Assim como Maria de Araújo, a cozinheira Aparecida Martins Camargo, de 59 anos, aguarda, há pelo menos 19 anos, a chance de ter uma moradia digna. “Ainda tenho esperança. É o jeito que a gente tem para melhorar de vida”, disse. Ela divide os dois cômodos no cortiço do Belém com três netos e um amigo. Aparecida informou que recebeu auxílio-aluguel, entre 2004 e 2009, mas que o benefício acabou mesmo antes de receber a moradia definitiva.
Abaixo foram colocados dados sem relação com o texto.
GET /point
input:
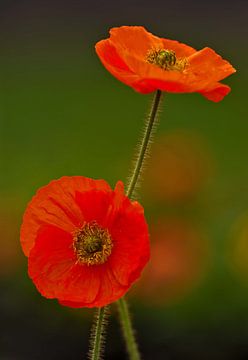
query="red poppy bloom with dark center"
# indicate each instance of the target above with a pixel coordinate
(86, 243)
(148, 63)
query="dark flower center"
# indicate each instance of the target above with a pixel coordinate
(166, 59)
(92, 244)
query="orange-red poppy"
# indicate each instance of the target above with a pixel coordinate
(148, 63)
(86, 243)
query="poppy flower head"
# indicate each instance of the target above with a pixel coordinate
(166, 60)
(92, 244)
(86, 243)
(148, 63)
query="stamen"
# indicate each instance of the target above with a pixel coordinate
(166, 59)
(92, 244)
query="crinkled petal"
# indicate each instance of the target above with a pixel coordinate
(181, 50)
(53, 268)
(217, 93)
(131, 249)
(54, 204)
(135, 40)
(114, 64)
(207, 65)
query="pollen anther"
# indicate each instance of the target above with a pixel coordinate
(92, 244)
(166, 59)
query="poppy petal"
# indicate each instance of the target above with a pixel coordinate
(135, 40)
(217, 93)
(53, 268)
(131, 246)
(208, 65)
(54, 204)
(113, 62)
(181, 50)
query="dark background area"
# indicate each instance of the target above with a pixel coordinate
(61, 113)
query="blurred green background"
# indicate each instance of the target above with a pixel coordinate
(61, 113)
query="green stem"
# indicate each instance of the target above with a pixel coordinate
(127, 329)
(97, 334)
(144, 144)
(124, 314)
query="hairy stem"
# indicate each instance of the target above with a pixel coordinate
(128, 332)
(124, 314)
(98, 334)
(144, 144)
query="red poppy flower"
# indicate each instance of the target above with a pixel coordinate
(86, 243)
(148, 63)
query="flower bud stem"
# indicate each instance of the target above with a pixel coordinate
(146, 139)
(124, 315)
(125, 320)
(98, 333)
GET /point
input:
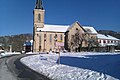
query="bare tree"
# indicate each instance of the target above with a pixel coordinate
(76, 41)
(92, 42)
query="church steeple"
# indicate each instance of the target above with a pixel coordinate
(39, 4)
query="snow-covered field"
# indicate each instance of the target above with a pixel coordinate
(76, 66)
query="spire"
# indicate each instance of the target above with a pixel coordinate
(39, 4)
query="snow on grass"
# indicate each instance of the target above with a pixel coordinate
(76, 66)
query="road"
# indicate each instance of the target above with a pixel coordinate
(12, 69)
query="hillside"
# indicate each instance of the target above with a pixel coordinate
(16, 41)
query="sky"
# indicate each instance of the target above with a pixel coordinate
(16, 16)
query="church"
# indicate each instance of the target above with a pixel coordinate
(50, 37)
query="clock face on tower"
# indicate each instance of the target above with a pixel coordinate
(39, 17)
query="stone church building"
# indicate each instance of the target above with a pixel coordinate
(48, 37)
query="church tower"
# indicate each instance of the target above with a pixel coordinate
(38, 23)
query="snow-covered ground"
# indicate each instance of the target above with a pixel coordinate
(4, 54)
(76, 66)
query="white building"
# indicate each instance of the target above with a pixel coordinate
(107, 40)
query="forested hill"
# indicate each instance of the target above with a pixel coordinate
(109, 32)
(16, 41)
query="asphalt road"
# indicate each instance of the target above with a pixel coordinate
(12, 69)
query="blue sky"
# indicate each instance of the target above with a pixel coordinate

Como meio de diminuir o déficit habitacional em São Paulo, o arquiteto e urbanista do Instituto Pólis, Kazuo Nakano, aposta em mudança da concepção da política habitacional, em que o tema da habitação seja tratado como um serviço e não como oferta de propriedade privada e individualizada por parte do Estado.
“Nosso grande desafio é desmercantilizar parte das terras urbanas das nossas cidades”, aponta Nakano. Ele explica que a maioria das políticas habitacionais esbarra no desafio de ofertar terra urbanizada, integrada à cidade, para construção de empreendimentos habitacionais em larga escala.
O arquiteto João Meyer, professor da Faculdade de Urbanismo e Arquitetura da USP (Universidade de São Paulo), por sua vez, avalia que é preciso interferir na política urbana para promover mudanças na política habitacional. “As pessoas acabam indo para bairros muito longe do centro, o que causa sérios problemas para a cidade. Impacta todo o sistema viário, [além disso tem o problema da] falta de infraestrutura, como escolas, postos de saúde, dentre outros. Enquanto você tem uma ociosidade desses equipamentos nas áreas centrais.”
Meyer acredita que os instrumentos da política urbana podem induzir, por exemplo, a ocupação de áreas ao longo das marginais Tietê e Pinheiros. “Os terrenos nessas áreas estão sendo aproveitadas com adensamento bem mais baixo do que essas áreas permitiriam”, avalia. Ele explica que, por meio de operações urbanas, que permitem a flexibilização de alguns limites de construção, com objetivo de induzir determinada ocupação, é possível habilitar essas áreas para fins de moradia.